Data Analysis: Intro

Data Analysis: Intro#

Below are Python tutorials covering the basics of data cleaning and wrangling. Chris Albon’s guide is particularly helpful. Rather than reinventing the wheel, this tutorial instead highlights specific methods and operations that might make your life easier as a data analyst.

Import and export data in Python
Merge tabular and geospatial data
Functions
Grouping
Aggregating
Export aggregated output

Getting Started#

import numpy as np
import pandas as pd
import geopandas as gpd

Import and Export Data in Python for Data Analysis#

Local files#

We import a tabular dataframe my_csv.csv and an Excel spreadsheet my_excel.xlsx.

df = pd.read_csv('./folder/my_csv.csv')

df = pd.read_excel('./folder/my_excel.xlsx', sheet_name = 'Sheet1')

GCS#

The data we use outside of the warehouse can be stored in GCS buckets.

# Read from GCS
df = pd.read_csv('gs://calitp-analytics-data/data-analyses/bucket-name/df_csv.csv')

#Write to GCS
df.to_csv('gs://calitp-analytics-data/data-analyses/bucket-name/df_csv.csv')

Refer to the Data Management best practices and Basics of Working with Geospatial Data for additional information on importing various file types.

Merge Tabular and Geospatial Data for Data Analysis#

Merging data from multiple sources creates one large dataframe (df) to perform data analysis. Let’s say there are 3 sources of data that need to be merged:

Dataframe #1: council_population (tabular)

CD	Council_Member	Population
1	Leslie Knope	1,500
2	Jeremy Jamm	2,000
3	Douglass Howser	2,250

Dataframe #2: paunch_locations (geospatial)

Store	City	Sales_millions	CD	Geometry
1	Pawnee	$5	1	(x1,y1)
2	Pawnee	$2.5	2	(x2, y2)
3	Pawnee	$2.5	3	(x3, y3)
4	Eagleton	$2		(x4, y4)
5	Pawnee	$4	1	(x5, y5)
6	Pawnee	$6	2	(x6, y6)
7	Indianapolis	$7		(x7, y7)

If paunch_locations did not come with the council district information, use a spatial join to attach the council district within which the store falls.

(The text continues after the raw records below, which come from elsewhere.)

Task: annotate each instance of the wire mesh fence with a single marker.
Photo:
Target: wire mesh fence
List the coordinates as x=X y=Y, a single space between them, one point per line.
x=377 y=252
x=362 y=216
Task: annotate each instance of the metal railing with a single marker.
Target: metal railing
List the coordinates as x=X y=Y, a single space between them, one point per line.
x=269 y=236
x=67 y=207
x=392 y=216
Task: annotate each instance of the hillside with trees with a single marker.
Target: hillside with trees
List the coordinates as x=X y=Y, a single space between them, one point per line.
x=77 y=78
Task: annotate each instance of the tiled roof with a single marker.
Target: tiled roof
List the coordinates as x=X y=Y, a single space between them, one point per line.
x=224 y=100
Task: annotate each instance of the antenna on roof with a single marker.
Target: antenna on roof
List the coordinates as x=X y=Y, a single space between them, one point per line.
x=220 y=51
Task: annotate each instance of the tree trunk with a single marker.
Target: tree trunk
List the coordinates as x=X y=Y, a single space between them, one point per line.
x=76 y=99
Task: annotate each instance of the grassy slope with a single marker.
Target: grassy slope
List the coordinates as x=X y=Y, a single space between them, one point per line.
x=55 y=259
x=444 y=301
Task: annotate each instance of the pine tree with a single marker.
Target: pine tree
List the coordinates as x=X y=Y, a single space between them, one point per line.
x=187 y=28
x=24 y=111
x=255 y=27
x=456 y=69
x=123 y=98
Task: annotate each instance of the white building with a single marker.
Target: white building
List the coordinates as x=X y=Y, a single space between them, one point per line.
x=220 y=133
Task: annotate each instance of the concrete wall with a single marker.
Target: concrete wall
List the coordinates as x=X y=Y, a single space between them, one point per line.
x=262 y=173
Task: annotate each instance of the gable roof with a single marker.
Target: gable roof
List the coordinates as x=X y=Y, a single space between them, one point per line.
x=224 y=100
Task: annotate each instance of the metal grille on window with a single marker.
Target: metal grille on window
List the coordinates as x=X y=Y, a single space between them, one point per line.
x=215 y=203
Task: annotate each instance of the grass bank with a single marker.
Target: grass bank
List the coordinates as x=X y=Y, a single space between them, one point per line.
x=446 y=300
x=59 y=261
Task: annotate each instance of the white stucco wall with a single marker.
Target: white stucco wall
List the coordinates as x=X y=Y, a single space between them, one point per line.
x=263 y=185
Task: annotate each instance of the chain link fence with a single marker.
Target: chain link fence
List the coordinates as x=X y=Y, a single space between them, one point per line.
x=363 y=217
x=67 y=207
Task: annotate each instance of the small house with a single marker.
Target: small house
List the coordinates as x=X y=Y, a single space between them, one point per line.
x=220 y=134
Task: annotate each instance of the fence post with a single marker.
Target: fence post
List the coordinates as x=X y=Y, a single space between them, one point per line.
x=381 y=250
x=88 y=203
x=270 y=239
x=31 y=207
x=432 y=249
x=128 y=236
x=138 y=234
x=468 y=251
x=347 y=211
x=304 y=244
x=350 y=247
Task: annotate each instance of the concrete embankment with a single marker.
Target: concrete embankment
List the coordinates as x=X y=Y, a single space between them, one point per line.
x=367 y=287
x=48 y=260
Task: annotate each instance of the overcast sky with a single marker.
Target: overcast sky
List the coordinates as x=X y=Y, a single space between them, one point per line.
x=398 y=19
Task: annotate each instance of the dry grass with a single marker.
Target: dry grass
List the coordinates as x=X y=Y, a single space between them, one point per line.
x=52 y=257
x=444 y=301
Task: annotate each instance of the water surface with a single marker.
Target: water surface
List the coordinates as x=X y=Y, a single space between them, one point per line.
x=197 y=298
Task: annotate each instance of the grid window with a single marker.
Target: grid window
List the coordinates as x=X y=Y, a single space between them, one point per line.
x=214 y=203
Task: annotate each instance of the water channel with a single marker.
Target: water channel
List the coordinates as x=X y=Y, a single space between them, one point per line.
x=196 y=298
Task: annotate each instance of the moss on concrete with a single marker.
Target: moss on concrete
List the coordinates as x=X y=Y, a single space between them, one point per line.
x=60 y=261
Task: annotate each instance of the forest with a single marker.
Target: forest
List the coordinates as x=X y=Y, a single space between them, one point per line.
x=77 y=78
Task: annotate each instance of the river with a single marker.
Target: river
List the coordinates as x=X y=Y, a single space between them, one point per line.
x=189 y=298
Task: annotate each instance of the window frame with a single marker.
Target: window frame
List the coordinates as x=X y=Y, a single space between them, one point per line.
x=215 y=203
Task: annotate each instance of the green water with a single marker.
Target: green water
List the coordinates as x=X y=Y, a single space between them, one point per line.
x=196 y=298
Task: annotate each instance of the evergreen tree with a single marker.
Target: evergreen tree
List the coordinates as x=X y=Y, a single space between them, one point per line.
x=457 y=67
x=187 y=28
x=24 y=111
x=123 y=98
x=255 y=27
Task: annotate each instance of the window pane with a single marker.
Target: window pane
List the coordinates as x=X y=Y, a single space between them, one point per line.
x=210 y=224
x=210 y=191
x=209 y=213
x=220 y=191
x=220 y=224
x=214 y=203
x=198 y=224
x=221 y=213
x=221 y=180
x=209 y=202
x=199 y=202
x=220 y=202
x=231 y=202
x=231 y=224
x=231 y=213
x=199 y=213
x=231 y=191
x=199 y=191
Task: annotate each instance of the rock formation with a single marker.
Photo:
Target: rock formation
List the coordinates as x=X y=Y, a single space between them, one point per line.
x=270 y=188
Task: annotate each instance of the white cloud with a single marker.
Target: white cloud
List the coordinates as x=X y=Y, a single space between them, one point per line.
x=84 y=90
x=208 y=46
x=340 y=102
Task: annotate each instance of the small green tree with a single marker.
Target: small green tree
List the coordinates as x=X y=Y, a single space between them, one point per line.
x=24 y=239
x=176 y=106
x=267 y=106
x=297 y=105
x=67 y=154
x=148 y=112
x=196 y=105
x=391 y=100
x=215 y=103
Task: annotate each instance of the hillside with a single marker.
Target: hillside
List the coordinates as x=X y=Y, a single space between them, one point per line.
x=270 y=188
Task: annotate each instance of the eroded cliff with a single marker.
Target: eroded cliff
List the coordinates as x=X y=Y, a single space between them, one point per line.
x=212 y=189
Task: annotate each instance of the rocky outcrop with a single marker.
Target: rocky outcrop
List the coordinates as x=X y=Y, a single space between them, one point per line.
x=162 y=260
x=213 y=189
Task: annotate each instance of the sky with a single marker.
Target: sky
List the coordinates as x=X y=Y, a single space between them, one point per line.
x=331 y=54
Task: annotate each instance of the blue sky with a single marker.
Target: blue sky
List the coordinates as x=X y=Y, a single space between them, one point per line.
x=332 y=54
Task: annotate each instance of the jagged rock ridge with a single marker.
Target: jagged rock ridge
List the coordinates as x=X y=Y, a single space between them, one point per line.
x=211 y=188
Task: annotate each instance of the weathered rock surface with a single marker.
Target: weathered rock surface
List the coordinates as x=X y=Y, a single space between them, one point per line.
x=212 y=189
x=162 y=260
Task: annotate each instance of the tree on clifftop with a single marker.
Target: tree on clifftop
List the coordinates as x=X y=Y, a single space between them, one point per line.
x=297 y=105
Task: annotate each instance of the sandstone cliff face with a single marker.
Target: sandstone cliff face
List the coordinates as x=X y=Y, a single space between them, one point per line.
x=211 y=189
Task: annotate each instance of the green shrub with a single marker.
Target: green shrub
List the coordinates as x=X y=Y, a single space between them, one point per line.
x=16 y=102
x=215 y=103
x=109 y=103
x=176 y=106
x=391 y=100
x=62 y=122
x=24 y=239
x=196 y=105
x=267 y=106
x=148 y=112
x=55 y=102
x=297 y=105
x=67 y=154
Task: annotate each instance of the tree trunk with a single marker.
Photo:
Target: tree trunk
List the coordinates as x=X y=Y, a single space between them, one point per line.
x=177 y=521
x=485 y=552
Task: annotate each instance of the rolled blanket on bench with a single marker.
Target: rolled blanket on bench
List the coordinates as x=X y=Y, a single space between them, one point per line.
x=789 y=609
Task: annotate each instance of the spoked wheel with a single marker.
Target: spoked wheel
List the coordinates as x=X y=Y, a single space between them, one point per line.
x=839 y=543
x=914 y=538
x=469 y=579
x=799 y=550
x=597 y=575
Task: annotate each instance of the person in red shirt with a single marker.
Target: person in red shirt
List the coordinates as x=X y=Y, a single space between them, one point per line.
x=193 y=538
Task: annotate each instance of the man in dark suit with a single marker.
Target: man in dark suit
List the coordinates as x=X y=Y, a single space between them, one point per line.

More on spatial joins here.

Dataframe #3: council_boundaries (geospatial)

District	Geometry
1	polygon
2	polygon
3	polygon

First, merge paunch_locations with council_population using the CD column, which they have in common.

merge1 = pd.merge(
    paunch_locations,
    council_population,
    on = 'CD',
    how = 'inner',
    validate = 'm:1'
)

# m:1 many-to-1 merge means that CD appears multiple times in
# paunch_locations, but only once in council_population.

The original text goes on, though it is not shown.